Como o Plano Diretor e os estudantes se encaixam nisso?

FELIPE: Apesar de possuir um Grupo de Trabalho (GT) focado em mobilidade na USP, o novo Plano Diretor do Campus, que está em elaboração, não teve envolvimento direto no planejamento daquelas rotas, mesmo que alguns dos membros dele também estejam no Conselho Gestor. Além da pesquisa origem-destino, não houve participação estudantil.

Quais são as limitações para o aumento da frota e melhora do serviço?

LUCAS: Mesmo que o contrato com a SPTrans possa ser rediscutido e alterado por meio de aditamentos, o terminal Butantã não é capaz de comportar muitos veículos parados de uma só vez. Adquirir uma frota e um serviço próprio também não é uma opção para a USP, pois a SPTrans detém monopólio do transporte público na Capital.
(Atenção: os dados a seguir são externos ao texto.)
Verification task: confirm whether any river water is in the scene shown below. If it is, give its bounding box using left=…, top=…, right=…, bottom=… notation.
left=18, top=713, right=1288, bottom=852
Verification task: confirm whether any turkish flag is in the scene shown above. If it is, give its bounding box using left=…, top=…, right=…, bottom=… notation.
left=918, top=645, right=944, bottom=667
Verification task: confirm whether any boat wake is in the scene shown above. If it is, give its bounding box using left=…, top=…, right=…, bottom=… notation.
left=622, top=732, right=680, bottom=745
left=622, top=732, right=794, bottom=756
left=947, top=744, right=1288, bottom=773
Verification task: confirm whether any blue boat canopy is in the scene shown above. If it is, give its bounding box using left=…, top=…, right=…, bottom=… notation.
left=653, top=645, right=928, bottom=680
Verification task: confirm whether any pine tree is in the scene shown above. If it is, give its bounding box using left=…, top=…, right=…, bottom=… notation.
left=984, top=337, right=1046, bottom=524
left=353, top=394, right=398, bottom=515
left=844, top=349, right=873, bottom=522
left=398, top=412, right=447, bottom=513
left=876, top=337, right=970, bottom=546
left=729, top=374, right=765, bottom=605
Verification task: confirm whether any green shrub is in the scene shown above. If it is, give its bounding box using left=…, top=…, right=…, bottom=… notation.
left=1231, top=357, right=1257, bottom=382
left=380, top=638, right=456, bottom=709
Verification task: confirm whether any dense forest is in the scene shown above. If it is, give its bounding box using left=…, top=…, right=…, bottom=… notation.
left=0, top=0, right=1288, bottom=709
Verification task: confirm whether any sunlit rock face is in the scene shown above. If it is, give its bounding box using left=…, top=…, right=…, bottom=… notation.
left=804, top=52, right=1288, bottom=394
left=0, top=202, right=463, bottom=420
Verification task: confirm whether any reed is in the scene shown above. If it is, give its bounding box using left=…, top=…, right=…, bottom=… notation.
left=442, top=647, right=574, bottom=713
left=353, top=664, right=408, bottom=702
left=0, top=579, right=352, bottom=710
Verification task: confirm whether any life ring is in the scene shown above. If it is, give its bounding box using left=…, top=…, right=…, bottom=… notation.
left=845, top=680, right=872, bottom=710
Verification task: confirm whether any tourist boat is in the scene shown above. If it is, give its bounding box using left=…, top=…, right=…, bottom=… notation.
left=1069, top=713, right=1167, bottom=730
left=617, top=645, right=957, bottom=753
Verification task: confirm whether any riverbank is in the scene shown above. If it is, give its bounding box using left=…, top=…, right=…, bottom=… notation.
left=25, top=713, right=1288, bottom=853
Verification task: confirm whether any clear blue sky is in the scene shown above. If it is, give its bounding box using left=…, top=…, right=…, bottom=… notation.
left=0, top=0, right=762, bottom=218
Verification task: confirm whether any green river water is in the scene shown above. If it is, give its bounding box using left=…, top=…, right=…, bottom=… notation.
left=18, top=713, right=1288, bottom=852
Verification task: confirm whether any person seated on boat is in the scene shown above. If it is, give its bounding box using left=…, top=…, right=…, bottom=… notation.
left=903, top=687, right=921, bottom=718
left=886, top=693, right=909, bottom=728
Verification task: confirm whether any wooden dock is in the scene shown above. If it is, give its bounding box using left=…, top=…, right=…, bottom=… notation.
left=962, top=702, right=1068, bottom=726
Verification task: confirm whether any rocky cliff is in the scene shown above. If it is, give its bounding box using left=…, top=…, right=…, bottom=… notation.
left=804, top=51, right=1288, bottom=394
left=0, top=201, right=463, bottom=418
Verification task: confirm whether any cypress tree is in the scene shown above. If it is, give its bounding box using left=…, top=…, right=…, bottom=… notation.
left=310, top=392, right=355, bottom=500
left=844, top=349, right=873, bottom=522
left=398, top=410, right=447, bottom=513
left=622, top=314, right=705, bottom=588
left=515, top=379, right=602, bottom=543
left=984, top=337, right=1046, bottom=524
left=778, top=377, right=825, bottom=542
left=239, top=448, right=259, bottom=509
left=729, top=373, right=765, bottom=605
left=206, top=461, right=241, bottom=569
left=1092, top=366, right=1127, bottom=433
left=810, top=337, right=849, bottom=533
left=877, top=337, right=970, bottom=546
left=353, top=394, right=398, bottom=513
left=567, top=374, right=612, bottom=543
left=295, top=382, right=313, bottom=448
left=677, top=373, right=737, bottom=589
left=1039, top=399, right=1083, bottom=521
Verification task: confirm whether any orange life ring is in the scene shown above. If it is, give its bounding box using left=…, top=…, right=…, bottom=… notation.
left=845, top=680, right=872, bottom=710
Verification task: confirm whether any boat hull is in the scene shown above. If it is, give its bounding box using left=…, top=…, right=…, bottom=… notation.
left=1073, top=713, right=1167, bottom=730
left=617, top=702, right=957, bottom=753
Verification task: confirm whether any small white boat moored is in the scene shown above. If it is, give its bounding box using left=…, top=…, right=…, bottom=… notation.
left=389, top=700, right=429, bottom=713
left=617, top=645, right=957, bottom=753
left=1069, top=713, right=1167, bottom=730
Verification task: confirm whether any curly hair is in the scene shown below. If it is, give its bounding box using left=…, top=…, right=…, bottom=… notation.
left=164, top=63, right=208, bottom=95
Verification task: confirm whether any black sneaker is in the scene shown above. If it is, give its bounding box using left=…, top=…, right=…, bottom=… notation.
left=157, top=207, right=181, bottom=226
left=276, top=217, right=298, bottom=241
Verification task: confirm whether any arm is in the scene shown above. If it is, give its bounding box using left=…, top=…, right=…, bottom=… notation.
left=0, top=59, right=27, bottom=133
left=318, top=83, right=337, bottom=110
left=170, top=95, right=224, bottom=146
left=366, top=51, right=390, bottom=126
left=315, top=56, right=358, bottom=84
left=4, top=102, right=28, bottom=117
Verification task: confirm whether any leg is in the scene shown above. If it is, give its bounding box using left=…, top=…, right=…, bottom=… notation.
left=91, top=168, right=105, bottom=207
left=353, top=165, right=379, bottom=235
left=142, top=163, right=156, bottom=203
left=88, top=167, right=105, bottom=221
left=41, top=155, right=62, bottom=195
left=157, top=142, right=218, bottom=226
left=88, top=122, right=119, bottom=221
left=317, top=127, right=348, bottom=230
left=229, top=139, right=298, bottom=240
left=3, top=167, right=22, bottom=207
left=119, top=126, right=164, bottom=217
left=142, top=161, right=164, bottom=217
E agora, o que será feito? 

LUCAS: A Consulta Pública que esteve aberta até março irá orientar a organização da mobilidade na Cidade Universitária. Para isso, também está sendo criado um GT especial dentro do Plano Diretor apenas para pensar as rotas dos circulares.

“Apesar de que o processo provavelmente vai ser mais demorado, a partir da formação desse GT acho que vai ter mais espaço para participação estudantil”, explicou Felipe Gomes.